O tão declamado potencial farmacológico das plantas amazônicas tem muito mais de lenda do que de realidade. E a situação só será revertida com muita pesquisa -e muito dinheiro. É o que defendem os coordenadores de um projeto científico de garimpagem botânica feito na região do rio Negro, no Amazonas.
Apesar de saber que é politicamente incorreto, Antônio Drauzio Varella, médico infectologista e colunista da Folha, percebeu há mais de uma década -quando começou seus trabalhos no local- que contar apenas com a ajuda dos conhecimentos tradicionais só daria problema, na certa.
Interessado em plantas que pudessem lhe render um princípio ativo efetivo contra o câncer ou contra uma doença infecciosa qualquer, Varella, que hoje trabalha ao lado de Riad Younes, contratou um índio como mateiro. Um olhar mais treinado para aqueles tons de verde deveria ser útil.
Não foi bem assim. "Ele identificava apenas plantas que eram usadas em chá. E, ainda por cima, 90% delas só eram boas para o fígado", explica o médico, que na semana passada conseguiu alavancar ainda mais a idéia de fazer plantas amazônicas virarem remédio.
Mas, antes disso, trocou o índio (já faz tempo) por técnicos em botânica -nascidos na Amazônia, mas criados no meio científico de instituições como o Inpa (Instituto Nacional de Pesquisas da Amazônia).

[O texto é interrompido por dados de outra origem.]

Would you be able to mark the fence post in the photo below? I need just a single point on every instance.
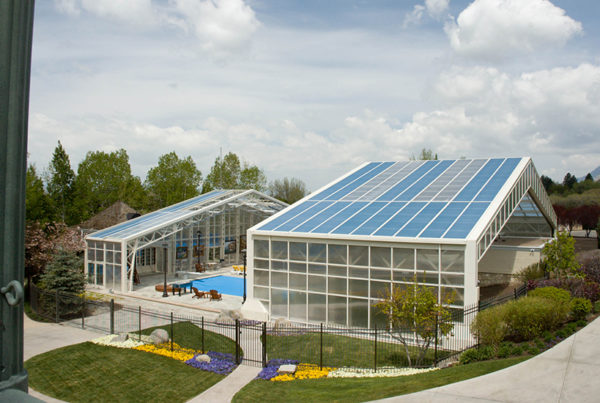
(321, 350)
(264, 344)
(56, 301)
(375, 352)
(203, 349)
(139, 323)
(237, 341)
(112, 316)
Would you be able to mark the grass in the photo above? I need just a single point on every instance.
(341, 350)
(188, 335)
(364, 389)
(87, 372)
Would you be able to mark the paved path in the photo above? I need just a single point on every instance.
(568, 372)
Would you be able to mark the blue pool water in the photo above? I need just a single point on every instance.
(223, 285)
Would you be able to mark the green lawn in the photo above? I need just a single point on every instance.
(88, 372)
(341, 351)
(365, 389)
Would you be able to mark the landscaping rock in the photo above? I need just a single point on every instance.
(159, 336)
(288, 369)
(203, 358)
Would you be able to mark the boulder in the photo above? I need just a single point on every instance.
(203, 358)
(159, 336)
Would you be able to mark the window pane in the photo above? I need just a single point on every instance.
(337, 309)
(380, 257)
(336, 285)
(278, 250)
(261, 248)
(404, 258)
(359, 255)
(298, 251)
(358, 313)
(358, 288)
(453, 260)
(298, 305)
(261, 277)
(337, 271)
(317, 307)
(317, 252)
(279, 303)
(298, 267)
(316, 268)
(359, 272)
(337, 254)
(317, 283)
(427, 259)
(298, 281)
(278, 279)
(261, 293)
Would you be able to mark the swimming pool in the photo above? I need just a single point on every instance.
(223, 284)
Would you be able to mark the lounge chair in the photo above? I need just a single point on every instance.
(198, 294)
(214, 295)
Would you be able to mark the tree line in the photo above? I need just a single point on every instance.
(61, 194)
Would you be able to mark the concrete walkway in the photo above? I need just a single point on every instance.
(568, 372)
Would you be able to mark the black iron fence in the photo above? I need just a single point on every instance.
(254, 343)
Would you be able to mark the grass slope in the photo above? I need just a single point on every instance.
(360, 390)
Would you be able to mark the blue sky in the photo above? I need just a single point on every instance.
(311, 89)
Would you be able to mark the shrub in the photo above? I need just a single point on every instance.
(490, 327)
(528, 317)
(556, 294)
(580, 307)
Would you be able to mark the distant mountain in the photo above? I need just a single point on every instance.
(595, 174)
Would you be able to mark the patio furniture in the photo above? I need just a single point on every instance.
(214, 295)
(198, 294)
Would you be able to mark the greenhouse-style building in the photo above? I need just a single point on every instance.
(451, 224)
(196, 234)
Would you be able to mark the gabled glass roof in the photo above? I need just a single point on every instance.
(418, 199)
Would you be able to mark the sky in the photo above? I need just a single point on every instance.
(312, 89)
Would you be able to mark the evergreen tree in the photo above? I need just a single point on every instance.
(61, 179)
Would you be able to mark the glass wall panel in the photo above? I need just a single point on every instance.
(452, 279)
(337, 254)
(317, 283)
(337, 271)
(404, 258)
(453, 261)
(278, 279)
(337, 309)
(261, 248)
(359, 255)
(298, 281)
(278, 250)
(298, 305)
(358, 312)
(261, 277)
(280, 266)
(381, 257)
(317, 308)
(380, 289)
(279, 303)
(298, 267)
(380, 274)
(317, 269)
(298, 251)
(378, 319)
(261, 264)
(317, 252)
(261, 293)
(358, 288)
(359, 272)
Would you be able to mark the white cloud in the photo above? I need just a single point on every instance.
(496, 29)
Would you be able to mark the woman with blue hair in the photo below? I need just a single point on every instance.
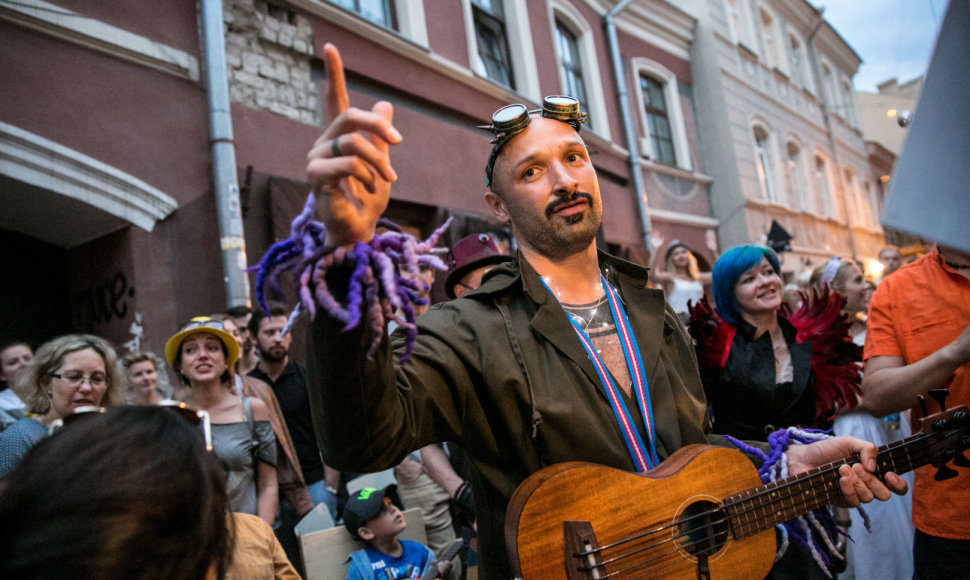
(764, 369)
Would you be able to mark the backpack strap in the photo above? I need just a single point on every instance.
(253, 442)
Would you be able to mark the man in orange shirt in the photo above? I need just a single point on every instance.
(918, 338)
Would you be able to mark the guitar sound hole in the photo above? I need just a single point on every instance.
(703, 529)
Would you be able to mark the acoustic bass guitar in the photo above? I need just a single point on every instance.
(702, 513)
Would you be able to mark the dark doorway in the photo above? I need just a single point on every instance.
(35, 293)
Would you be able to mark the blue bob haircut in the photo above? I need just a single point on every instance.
(729, 268)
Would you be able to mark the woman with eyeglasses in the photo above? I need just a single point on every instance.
(77, 370)
(242, 436)
(128, 493)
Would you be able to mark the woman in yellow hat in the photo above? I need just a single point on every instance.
(242, 436)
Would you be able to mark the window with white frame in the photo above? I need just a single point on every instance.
(848, 103)
(500, 44)
(570, 64)
(658, 120)
(764, 163)
(769, 36)
(491, 36)
(579, 75)
(661, 115)
(858, 207)
(380, 12)
(800, 72)
(823, 186)
(830, 91)
(797, 176)
(869, 197)
(739, 21)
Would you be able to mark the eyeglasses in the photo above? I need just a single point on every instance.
(197, 418)
(77, 379)
(204, 322)
(511, 120)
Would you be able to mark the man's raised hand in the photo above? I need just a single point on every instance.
(348, 168)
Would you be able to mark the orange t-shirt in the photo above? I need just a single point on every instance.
(916, 311)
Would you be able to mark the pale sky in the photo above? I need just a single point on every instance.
(894, 38)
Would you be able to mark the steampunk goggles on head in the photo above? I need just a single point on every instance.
(511, 120)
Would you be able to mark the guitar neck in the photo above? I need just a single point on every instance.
(760, 508)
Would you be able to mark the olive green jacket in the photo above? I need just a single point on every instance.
(501, 372)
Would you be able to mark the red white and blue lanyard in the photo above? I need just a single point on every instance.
(643, 457)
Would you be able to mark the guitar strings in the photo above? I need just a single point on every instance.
(812, 478)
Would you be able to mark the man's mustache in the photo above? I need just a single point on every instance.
(559, 202)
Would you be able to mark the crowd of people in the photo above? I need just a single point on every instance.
(556, 353)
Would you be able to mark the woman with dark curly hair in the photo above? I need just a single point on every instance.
(128, 493)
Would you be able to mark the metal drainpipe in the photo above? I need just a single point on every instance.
(820, 87)
(631, 141)
(231, 238)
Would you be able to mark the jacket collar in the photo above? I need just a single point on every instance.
(551, 322)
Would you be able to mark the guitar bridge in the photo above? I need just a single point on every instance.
(581, 551)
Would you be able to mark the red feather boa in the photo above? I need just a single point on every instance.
(836, 360)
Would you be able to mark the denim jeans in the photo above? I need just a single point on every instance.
(320, 495)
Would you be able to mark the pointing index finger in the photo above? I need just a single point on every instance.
(336, 93)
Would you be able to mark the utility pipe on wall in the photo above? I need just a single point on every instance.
(626, 115)
(231, 238)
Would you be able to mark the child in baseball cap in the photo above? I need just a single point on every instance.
(372, 517)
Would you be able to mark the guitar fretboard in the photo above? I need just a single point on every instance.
(757, 509)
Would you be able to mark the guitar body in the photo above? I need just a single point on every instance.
(556, 509)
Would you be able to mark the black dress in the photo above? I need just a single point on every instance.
(747, 403)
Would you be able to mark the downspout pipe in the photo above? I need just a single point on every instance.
(627, 116)
(231, 238)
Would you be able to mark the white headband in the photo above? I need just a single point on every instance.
(831, 269)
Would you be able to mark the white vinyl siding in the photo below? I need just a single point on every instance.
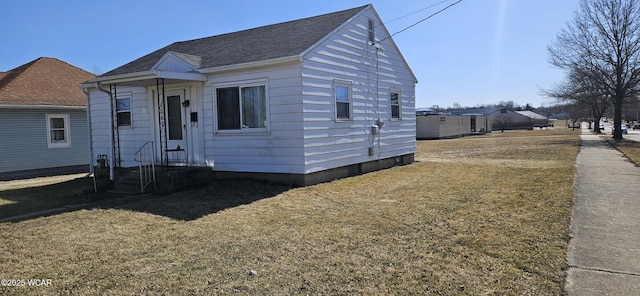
(346, 56)
(276, 149)
(301, 133)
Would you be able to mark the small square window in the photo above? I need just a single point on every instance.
(58, 135)
(395, 105)
(343, 101)
(242, 108)
(123, 110)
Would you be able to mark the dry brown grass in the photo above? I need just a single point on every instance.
(629, 148)
(477, 215)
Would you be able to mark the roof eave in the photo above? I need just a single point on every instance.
(57, 107)
(295, 58)
(145, 75)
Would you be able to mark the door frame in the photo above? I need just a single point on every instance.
(175, 157)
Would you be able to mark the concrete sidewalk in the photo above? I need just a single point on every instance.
(604, 251)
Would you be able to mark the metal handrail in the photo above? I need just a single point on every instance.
(145, 156)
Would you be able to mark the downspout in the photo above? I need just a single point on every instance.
(111, 133)
(91, 170)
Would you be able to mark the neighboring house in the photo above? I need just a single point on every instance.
(440, 126)
(43, 120)
(301, 102)
(500, 118)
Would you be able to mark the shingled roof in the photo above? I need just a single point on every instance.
(44, 81)
(259, 44)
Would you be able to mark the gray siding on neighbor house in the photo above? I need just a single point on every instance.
(24, 140)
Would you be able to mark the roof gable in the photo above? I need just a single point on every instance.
(178, 62)
(258, 44)
(44, 81)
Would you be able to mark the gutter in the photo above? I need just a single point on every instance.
(91, 170)
(111, 132)
(16, 106)
(270, 62)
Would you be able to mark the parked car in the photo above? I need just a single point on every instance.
(623, 127)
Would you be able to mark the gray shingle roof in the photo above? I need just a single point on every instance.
(263, 43)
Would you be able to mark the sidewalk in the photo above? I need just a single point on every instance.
(604, 251)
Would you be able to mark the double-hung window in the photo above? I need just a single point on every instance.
(395, 104)
(242, 108)
(58, 135)
(123, 110)
(343, 100)
(371, 32)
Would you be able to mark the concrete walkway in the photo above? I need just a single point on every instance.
(604, 251)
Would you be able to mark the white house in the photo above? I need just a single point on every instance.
(302, 102)
(43, 120)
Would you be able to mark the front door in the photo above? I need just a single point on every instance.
(176, 128)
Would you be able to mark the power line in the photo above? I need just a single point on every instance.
(417, 11)
(422, 20)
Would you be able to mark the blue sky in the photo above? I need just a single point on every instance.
(476, 52)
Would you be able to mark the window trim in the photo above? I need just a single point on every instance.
(67, 131)
(348, 85)
(399, 93)
(240, 85)
(125, 96)
(371, 31)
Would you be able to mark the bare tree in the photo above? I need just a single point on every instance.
(581, 93)
(602, 44)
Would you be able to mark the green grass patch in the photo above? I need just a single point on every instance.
(473, 216)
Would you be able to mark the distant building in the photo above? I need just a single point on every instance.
(501, 118)
(536, 119)
(440, 126)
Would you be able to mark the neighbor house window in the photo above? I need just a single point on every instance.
(395, 105)
(58, 135)
(343, 100)
(242, 108)
(123, 110)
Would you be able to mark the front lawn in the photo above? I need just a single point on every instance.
(473, 216)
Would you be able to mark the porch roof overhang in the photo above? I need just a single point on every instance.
(146, 78)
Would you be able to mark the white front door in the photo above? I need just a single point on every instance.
(176, 127)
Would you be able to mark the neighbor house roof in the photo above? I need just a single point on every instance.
(476, 111)
(44, 81)
(531, 114)
(259, 44)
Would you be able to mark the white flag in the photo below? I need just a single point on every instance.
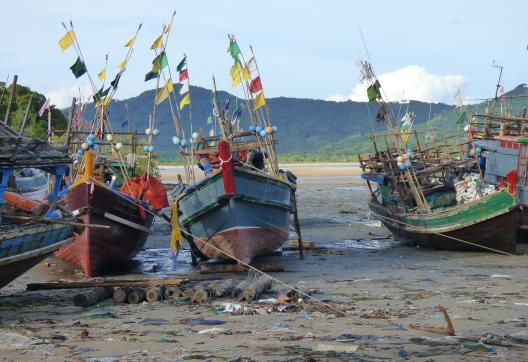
(44, 107)
(252, 64)
(185, 88)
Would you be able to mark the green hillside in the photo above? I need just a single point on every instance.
(309, 129)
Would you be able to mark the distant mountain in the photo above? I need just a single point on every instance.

Além de recursos públicos, Varella, que é pesquisador da Unip (Universidade Paulista), instituição privada, e Younes, diretor do Hospital Sírio-Libanês, conseguiram respaldo nas próprias instituições, algo que os pesquisadores das universidades, por exemplo, não conseguem sempre.
Depois de coletarem, durante todos esses anos, 2.200 extratos aquosos e orgânicos retirados de mais de 600 espécies vegetais, apenas uma visão empresarial pode permitir à dupla sonhar em vender suas patentes para uma multinacional do setor farmacêutico. Segundo Younes, isso não deve acontecer antes de uma década.
Isolamento rápido
A parceria selada na semana passada entre a Unip e o Sírio-Libanês, na prática, vai resultar em um laboratório, que será capaz, a partir de janeiro, de dar velocidade ao isolamento de princípios ativos derivados de plantas da Amazônia. O hospital vai colocar no projeto R$ 600 mil em 2008.
O trabalho, mesmo com recursos, não deixa de ser árduo. De todas as plantas coletadas na região do rio Negro -alguns extratos vieram da mata atlântica paulista- apenas 5% mostraram ser realmente viáveis. E nada pode ser patenteado por enquanto. "Não podemos patentear extratos, apenas o princípio ativo", explica Younes.
O foco farmacológico, neste primeiro momento, nem poderia ser outro. O câncer é o que une as necessidades profissionais tanto do infectologista Varella quanto de uma empresa como o Sírio-Libanês.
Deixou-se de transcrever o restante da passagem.